- Born: 1892 Lagos, Nigeria
- Died: 1953 (aged 60–61)
- Education: MB, ChB (1918)
- Alma mater: University of Glasgow
- Occupation: Medical doctor

= Isaac Ladipo Oluwole =

Isaac Ladipo Oluwole (1892–1953) was a Nigerian medical doctor who made important improvements to the public health services in Nigeria.

==Early years==

Isaac Ladipo Oluwole was born around 1892, son of the Anglican bishop Isaac Oluwole and Abigal Johnson, a music teacher. His father was principal of CMS Grammar School, Lagos at the time he was born. He was raised in a Christian household which was also influenced by the Victorian lifestyle of Lagos in the eighteenth century. He briefly attended CMS Grammar School before moving to King's College.
He and James Churchill Vaughan were both among the pioneer students at King's College, Lagos when it opened in September 1909. Oluwole was the first Senior Prefect of the School.
Later Oluwole and Vaughan both went to the University of Glasgow in 1913 to study Medicine.
The two students were conspicuous by their colour, and were subject to racial prejudice. Oluwole was called "Darkness visible" after the phrase from Milton's Paradise Lost.

After graduating as MB, ChB in 1918, Oluwole returned to Nigeria.
He went into general practice in Abeokuta for a few years, then returned to Glasgow to take his DPH. While in Abeokuta, he set up a general medicine practice whereby he received patients in his office or visited them in their residence. During his stay in Abeokuta, he was involved in a few community activities. He established a Boy Scout troop in 1923; the troop received the Prince of Wales when he visited Abeokuta.

==Medical officer==

In 1922, the Lagos Town Council that was previously dominated by Europeans opened doors to newly elected African members. The new members started to make a push for the employment of an African medical officer for public health in the Lagos municipal board of health. In 1924, the council decided to recruit an African who could speak the local language; Oluwole and two others applied for the position. Oluwole was successful but prior to assuming duty, he had to undergo further training in public health administration. In 1925, he started work as the first African assistant Medical Officer of Health in Lagos.

In 1917, Lagos passed the public health ordinance, a series of health regulations to improve sanitation in the city. However, implementation of the rules was hampered by the limited number of trained personnel. Oluwole then founded the first School of Hygiene in Nigeria, at Yaba, Lagos, providing training to Sanitary Inspectors from all parts of Nigeria. On graduation they obtained the Diploma of the Royal Institute of Public Health, London.
He re-organised sanitary inspection procedures in the port of Lagos to control the spread of bubonic plague. He also set up the West African board of the Royal Society of Health that became the foundation of standards of public health in Nigeria.

The plague, breaking out in unsanitary shanty towns in Lagos, caused many deaths between 1924 and 1930.
Many of the slums were demolished, forcing their inhabitants to resettle into the unregulated suburbs.

==Public health education==
Among other achievements, Oluwole opened the Massey Street Dispensary, reclaimed swampy islands to aid in malaria control and built a new abattoir to improve food hygiene.
Oluwole started the first school health services in Lagos in 1925.
He introduced regular sanitary inspections and vaccinations of children.
Oluwole was appointed Medical Officer of Health in 1936.

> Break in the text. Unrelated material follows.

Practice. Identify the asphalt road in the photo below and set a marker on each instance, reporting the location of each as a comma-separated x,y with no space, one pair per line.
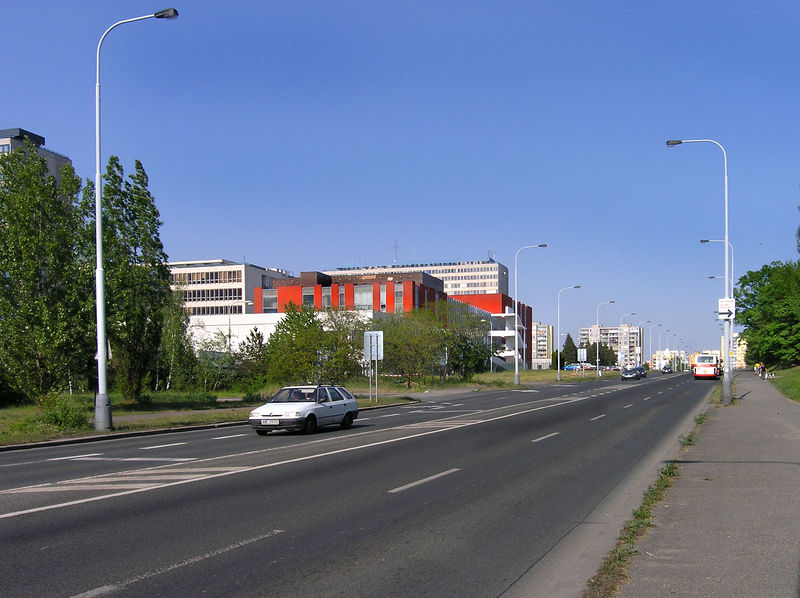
472,495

===Antenatal and childcare===
Through the efforts of Oluwole, the Lagos Town Council established the Massey dispensary in 1926. A department of antenatal and child welfare services was created to be part of the new dispensary. This was the first measure in the city to create a distinct maternity and child services program within the Lagos Public Health department. The new antenatal clinic's major objective was to reduce the incidence of child and maternal mortality in Lagos. From 1926 to 1930, the Massey dispensary created programs such infant welfare clinics that were held thrice weekly and an organised a children's ward. Due to the success of the Massey clinic another clinic was established for the Lagos mainland residents in Ebute Metta. The clinic also organised programs to treat health visitors and mid-wives who advised patients during clinic hours. The health visitors also visited discharged patients to check on their welfare and promote good health practices.

===School of Health service===
Oluwole also focused his attention on school age children. Though, hygiene was taught in many schools, it was mostly theoretical and lacked practical and visual demonstrations. In 1927, he visited about 57 schools in the Lagos area where he inspected the sanitary conditions of the schools; a year later he made similar trips. Oluwole saw some shortcomings in the sanitary conditions of the schools and proposed some remedies. In 1930, regulations were enacted that made it necessary for mandatory sanitary inspections of schools and also health inspection of students every three years. The major objective was to discover ailments some children have contracted, to provide medical treatment to alleviate the ailments and educate school teachers about better practices in hygiene and sanitation.

In 1940 Oluwole was awarded the Order of the British Empire (OBE).
When he died in 1953 he was recognised as the father of public health in Nigeria.